For a Returning Citizen, Financial Education Is the Key to Starting a Second Act

How a JPMorgan Chase program is giving returning citizens the opportunity and education they need to succeed.

March 30, 2023

Andre H. was uneasy. He had six months left on his prison sentence, and the idea of life after release left him nervous.

“I was excited and happy to be going home, but there was some fear,” he recalls. "There are things you don’t think about until you’re faced with them — things like financial literacy, which you’re going to need. You’re going to need a bank account when you get out.”

Those concerns prompted Andre to sign up for financial literacy classes organized through Reach Success, a Cleveland, Ohio, nonprofit. It helps incarcerated people transition back into society through its Inside Out program, which provides access to stable housing, educational pathways, career options and other needed resources.

There’s a significant need for such initiatives: The United States is home to roughly five million formerly incarcerated people. One in three Americans have an arrest or conviction record, making it difficult to secure gainful employment and tap into economic opportunity.

JPMorgan Chase provides philanthropic capital to Reach Success to support its re-entry efforts, and the bank’s employees lead the program’s financial literacy workshops.

The financial aspect of Inside Out felt particularly valuable to Andre. “It was almost priceless,” he recalls.

Support Plus Opportunity Equals Success

The workshops Andre attended were led by Dominic Wright, a Vice President in the JPMorgan Private Bank and Denise Steele, the Community Engagement Manager on JPMorgan Chase’s Corporate Responsibility team. The pair provided attendees with a wealth of educational materials on financial topics like how to overcome identity theft, a common challenge among people re-entering society; how to access your credit report while incarcerated; and how to open a bank account once released.

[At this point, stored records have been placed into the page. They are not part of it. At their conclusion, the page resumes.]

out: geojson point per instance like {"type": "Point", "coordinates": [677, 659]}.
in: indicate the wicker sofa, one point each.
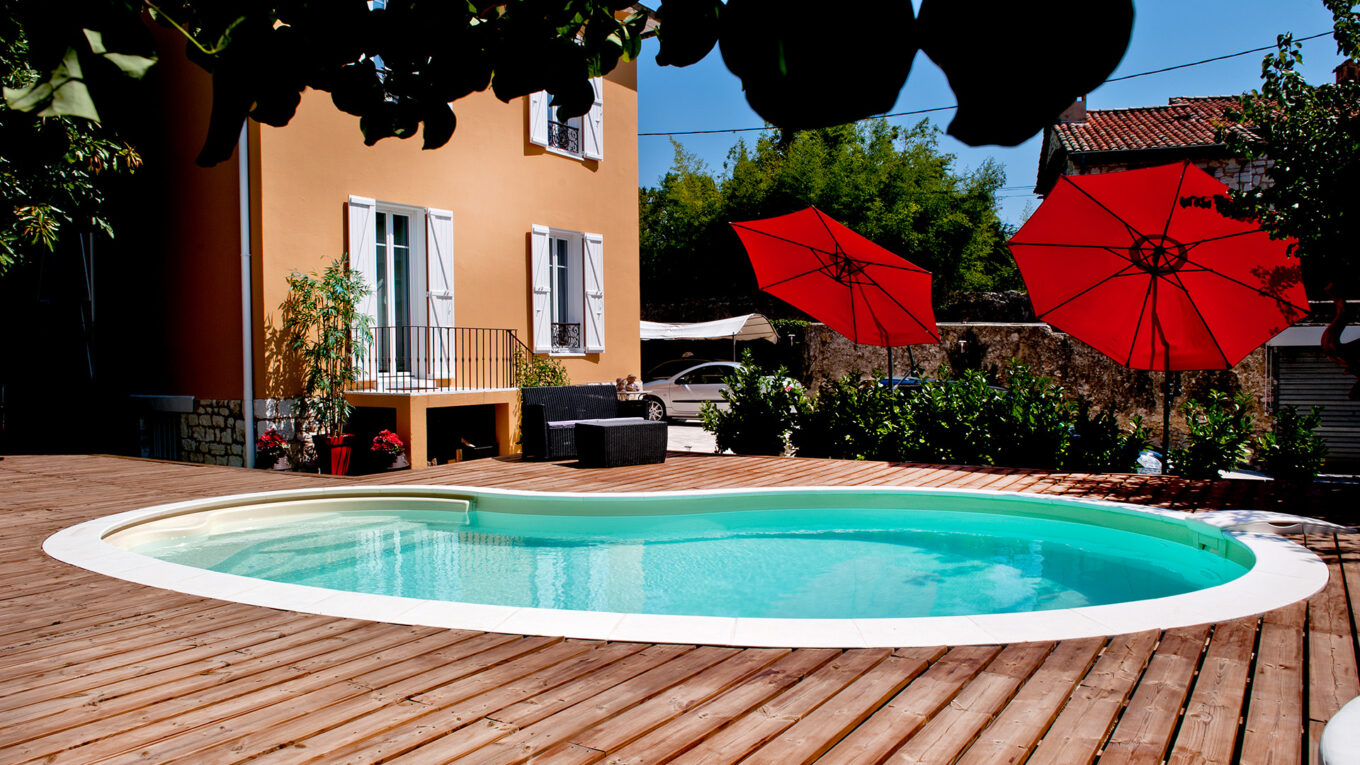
{"type": "Point", "coordinates": [548, 417]}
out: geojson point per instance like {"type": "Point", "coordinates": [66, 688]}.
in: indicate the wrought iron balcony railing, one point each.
{"type": "Point", "coordinates": [566, 336]}
{"type": "Point", "coordinates": [563, 136]}
{"type": "Point", "coordinates": [437, 358]}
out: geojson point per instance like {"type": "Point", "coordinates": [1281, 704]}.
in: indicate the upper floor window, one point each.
{"type": "Point", "coordinates": [567, 289]}
{"type": "Point", "coordinates": [574, 136]}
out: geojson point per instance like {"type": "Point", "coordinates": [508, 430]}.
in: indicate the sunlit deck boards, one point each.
{"type": "Point", "coordinates": [94, 669]}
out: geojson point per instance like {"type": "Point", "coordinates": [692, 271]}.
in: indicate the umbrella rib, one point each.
{"type": "Point", "coordinates": [1202, 321]}
{"type": "Point", "coordinates": [1102, 206]}
{"type": "Point", "coordinates": [1243, 285]}
{"type": "Point", "coordinates": [1175, 199]}
{"type": "Point", "coordinates": [906, 264]}
{"type": "Point", "coordinates": [1111, 248]}
{"type": "Point", "coordinates": [813, 248]}
{"type": "Point", "coordinates": [1119, 272]}
{"type": "Point", "coordinates": [905, 309]}
{"type": "Point", "coordinates": [1194, 244]}
{"type": "Point", "coordinates": [800, 275]}
{"type": "Point", "coordinates": [1143, 312]}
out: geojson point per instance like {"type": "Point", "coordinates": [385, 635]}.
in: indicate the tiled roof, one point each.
{"type": "Point", "coordinates": [1182, 123]}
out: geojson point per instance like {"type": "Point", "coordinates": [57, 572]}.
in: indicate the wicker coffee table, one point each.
{"type": "Point", "coordinates": [620, 443]}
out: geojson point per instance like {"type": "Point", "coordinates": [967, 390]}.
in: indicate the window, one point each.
{"type": "Point", "coordinates": [566, 281]}
{"type": "Point", "coordinates": [392, 249]}
{"type": "Point", "coordinates": [573, 136]}
{"type": "Point", "coordinates": [563, 132]}
{"type": "Point", "coordinates": [404, 255]}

At the end of each workshop, the duo gave attendees a question that they had to answer before the next class. “Guys would get together, go to the library, research and see if they could come up with the answer,” says Andre.

“The assignments kept engagement high. “To see the interest and to see how much they loved what we were going over was really meaningful,” says Wright.

Steele concurs, recounting a moment she won’t forget. One of the participants told her and Wright that he didn’t know what to expect from the class, because he didn’t like attending school. Afterward, he told Steele, “The presentation was amazing. Now I’m thinking about returning to school to go to college.”

Andre’s Continuing Journey

Speaking of college, the program has helped Andre achieve another dream: After his release from prison, he went on to earn a bachelor’s degree in business from Ashland University in Ohio. He graduated magna cum laude. Currently, Andre is working as an electrician’s apprentice, and is planning to attend graduate school to earn an MBA.

And his relationship with JPMorgan Chase didn’t end after those financial trainings. After his release, Andre visited a Chase branch in Cleveland to open an account. He noted how “comforting” it was that the manager there was already aware of the firm’s programs for returning citizens. 

“She understood immediately. I didn’t have to overly explain my situation, and that meant a lot,” he says.

“People that made mistakes sometimes just never had a chance to do anything different,” says Reach Success founder Bill Horning. “But now if we can give them a vision of a different world…Holy cow, it’s amazing what they can become.”

Changes on the Horizon

Widespread challenges faced by people both while incarcerated and post-release point to systemic issues. Reach Success’s work is paving the way for system-wide solutions.

For example, the financial workshops run through JPMorgan Chase and Reach Success’s partnership alerted Ohio’s correctional administrators to the high incidence of identity theft among incarcerated populations. In response, the Ohio Department of Rehabilitation and Correction is considering instituting a policy to help incarcerated people access credit freezes.

While Reach Success and JPMorgan Chase are aiming for systemic change, the organizations never lose sight of the individual.

“Reach Success never made me feel like a number,” Andre says. “They followed up with me. They got in contact with my family before I left incarceration, and they are still in contact. They call me directly and see if I need anything. They’re actually there for you.”